According to data published by the AARP Public Policy Institute, 41 percent of nursing home and long-term care facilities in Montana are already facing a shortage of nurses and/or aides. Current numbers around the nation represent the worst staffing shortages since the government began collecting data from nursing homes in May 2020. Low staffing levels in nursing homes—particularly among registered nurses—are associated with worse outcomes for residents, including more COVID-19 cases, deaths, and a higher likelihood of outbreaks. The mandate will undoubtedly make these problems worse.
“By forcing healthcare workers to choose between their jobs or an experimental vaccine they do not want, CMS is affirmatively pinching an already strained work-force—and particularly so in rural areas within [Montana],” the lawsuit reads.
Recognizing this workforce shortage and the untenable position in which it places covered healthcare facilities, federal guidance permits vaccinated employees who are testing positive for COVID-19 to return to work while prohibiting unvaccinated healthcare employees from working unless they obtain an exemption.

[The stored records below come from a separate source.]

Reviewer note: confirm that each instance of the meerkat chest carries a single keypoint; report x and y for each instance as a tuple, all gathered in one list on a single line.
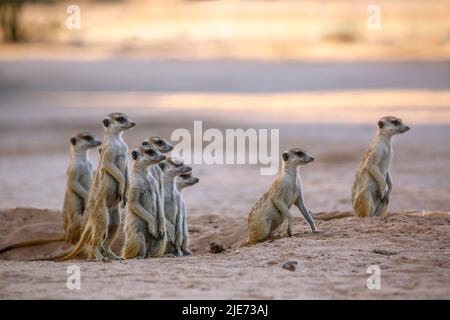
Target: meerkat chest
[(385, 161)]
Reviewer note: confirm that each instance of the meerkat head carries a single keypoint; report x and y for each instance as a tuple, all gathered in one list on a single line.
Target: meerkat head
[(117, 122), (391, 125), (174, 167), (186, 180), (297, 156), (84, 141), (145, 156), (162, 145)]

As the milder Omicron variant now accounts for 99.9 percent of COVID-19 cases in the country, the Biden administration’s rationale for rushing the mandate without the legally required opportunity for the public to comment no longer exists. Additionally, emerging research shows that standard COVID-19 vaccinations provide little protection against transmission of the Omicron variant, and federal authorities have begun to walk back prior claims about the efficacy of the vaccines against this now-dominant variant.
Meanwhile, new guidance from the federal government issued after the U.S. Supreme Court decision imposes a brand-new vaccine mandate on state employees who survey and report whether Medicare and Medicaid facilities are complying with applicable regulations, including the mandate itself. This constitutes an “independent, substantive rule, and yet CMS failed utterly to comply with the procedures required by [federal law]” yet again.
The CMS COVID-19 vaccine mandate also violates the Tenth Amendment, the Spending Clause, the Anti-Commandeering Doctrine, and the Nondelegation Doctrine.
The case number is 3:21-cv-03970 in the U.S. District Court for the Western District of Louisiana. It is being led by Montana, Arizona, and Louisiana. The other states joining are Alabama, Georgia, Idaho, Indiana, Kentucky, Mississippi, Ohio, Oklahoma, South Carolina, Tennessee, Utah, Virginia, and West Virginia.